Unfortunately, I don’t know a whole lot about Victor Oreskovich beyond the fact that his name is more annoying to spell than mine. I do know that his addition to the Canucks roster DOUBLES the total number of people named Victor that are on the Canucks payroll. Oreskovich joins Victor de Bonis, who is the team’s Chief Operating Officer. I guess you could say that Oreskovich’s impact is immediate, as he’s already given the Canucks a pair of ‘vic’-tories.
That was horrible and I apologize. More seriously, Oreskovich is a big man who likes to hit. Depending on how you look at it, he’s either an upgrade on perennial AHLer Pierre Cedric Labrie, who was moved at this year’s trade deadline, or a downgrade on Steve Bernier. Depends on what part of his skillset you want to obsess over.
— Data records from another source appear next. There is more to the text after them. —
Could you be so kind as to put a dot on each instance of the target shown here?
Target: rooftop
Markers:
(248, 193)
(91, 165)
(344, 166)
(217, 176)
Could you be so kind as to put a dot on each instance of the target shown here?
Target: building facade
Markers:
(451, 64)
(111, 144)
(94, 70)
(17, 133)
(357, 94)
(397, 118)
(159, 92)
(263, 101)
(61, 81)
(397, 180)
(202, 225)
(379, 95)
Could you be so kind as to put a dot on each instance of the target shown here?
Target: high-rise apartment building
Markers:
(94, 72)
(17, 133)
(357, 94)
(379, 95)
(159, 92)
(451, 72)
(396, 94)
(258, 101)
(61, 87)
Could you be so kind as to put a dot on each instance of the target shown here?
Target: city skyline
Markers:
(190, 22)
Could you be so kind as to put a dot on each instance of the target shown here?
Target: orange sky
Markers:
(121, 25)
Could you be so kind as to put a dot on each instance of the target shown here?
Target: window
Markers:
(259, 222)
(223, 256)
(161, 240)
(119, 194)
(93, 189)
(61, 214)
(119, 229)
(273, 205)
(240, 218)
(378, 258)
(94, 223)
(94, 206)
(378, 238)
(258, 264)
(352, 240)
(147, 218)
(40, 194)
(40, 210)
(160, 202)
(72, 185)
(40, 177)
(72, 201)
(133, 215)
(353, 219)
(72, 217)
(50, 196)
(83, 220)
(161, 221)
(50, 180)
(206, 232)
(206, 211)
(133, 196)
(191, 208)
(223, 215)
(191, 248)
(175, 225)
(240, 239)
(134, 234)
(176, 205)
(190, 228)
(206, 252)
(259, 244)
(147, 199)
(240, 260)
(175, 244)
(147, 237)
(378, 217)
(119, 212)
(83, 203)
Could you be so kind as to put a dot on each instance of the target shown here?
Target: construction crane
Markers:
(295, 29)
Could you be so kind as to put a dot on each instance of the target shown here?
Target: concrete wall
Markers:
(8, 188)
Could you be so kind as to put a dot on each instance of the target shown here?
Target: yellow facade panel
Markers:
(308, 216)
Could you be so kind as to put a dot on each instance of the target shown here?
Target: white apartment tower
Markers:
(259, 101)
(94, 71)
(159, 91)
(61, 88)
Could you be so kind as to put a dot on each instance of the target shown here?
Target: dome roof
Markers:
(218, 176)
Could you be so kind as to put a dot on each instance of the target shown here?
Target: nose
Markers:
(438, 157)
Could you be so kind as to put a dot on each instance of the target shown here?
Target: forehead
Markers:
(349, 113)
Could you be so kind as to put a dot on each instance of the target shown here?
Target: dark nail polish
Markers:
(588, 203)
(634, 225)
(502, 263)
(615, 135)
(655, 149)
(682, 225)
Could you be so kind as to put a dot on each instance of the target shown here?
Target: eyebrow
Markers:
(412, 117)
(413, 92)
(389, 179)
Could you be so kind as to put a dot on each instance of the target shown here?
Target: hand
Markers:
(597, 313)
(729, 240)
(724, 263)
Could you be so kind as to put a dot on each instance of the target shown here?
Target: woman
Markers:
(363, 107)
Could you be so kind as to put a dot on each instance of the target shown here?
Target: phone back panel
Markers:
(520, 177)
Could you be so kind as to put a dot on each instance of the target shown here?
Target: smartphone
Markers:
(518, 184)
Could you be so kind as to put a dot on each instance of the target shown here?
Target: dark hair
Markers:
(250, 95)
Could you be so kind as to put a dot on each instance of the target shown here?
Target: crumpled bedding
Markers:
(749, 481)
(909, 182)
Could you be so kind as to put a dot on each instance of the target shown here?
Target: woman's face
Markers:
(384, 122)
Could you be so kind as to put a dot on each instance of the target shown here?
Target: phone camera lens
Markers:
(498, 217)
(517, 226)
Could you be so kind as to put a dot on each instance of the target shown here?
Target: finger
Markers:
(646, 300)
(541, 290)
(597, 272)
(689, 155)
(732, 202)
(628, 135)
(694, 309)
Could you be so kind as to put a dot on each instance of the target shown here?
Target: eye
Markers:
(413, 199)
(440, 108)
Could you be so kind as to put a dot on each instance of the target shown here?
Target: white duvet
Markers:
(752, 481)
I’m unsure where he’ll end up, but Gillis did state in his presser after the first round that ‘our third line can’t be constituted with guys who are goal scoring players’ translated that means the Canucks bottom six will be more rough and tumble and less finesse and flash this year, which means he’ll probably be getting a shot.
Also, both players have connections to Vancouver: Ballard played under Canucks assistant coach Rick Bowness in Phoenix and Oreskovich is familiar with Dave Gagner, Director of Player Development for the Canucks.
Assets Going Out
Steve Bernier, despite my defending him over the course of the past season, wasn’t meeting expectations and his $2.5M contract made him a liability. While I don’t think he was as bad/inept as people were making him out to be (he did play most of the season injured or WAS injured) he had slipped down into the bottom six and was underperforming relative to what he was making. Not a good combination and I think most people are happy to see him gone.
Michael Grabner, on the other hand, has captured the attention of most Canucks fans. Unfortunately, there really wasn’t a lot of room on the roster for Grabner: with the Sedins, Kesler, Samuelsson and Burrows all occupying fulltime spots in the top six and with Mike Gillis intending to get Mason Raymond signed to a deal, there wasn’t any room to slot Grabner in, especially if you go with Gillis’ comments about not wanting goal scorers on the third line. Factor in players such as Cody Hodgson and Jordan Schroeder, both of whom have higher potential than Grabner, and it’s clear that Grabner got lost in the shuffle. Unfortunate, but he’ll be getting a very real chance to shine down in Florida, which is probably the best possible situation for him.
Finally, there’s the 25th selection who ended up being Quinton Howden. I know it’s incredibly rash to render judgment on a player who just got drafted, but based off of what Bob McKenzie and Pierre McGuire were saying, Howden looks like he’s going to be a bit of a project and will take some time to develop. That’s of no benefit to the Canucks, who are clearly in ‘win now’ mode. I do appreciate that the Gillis made some aspect of the deal conditional contingent on whether or not certain players were available.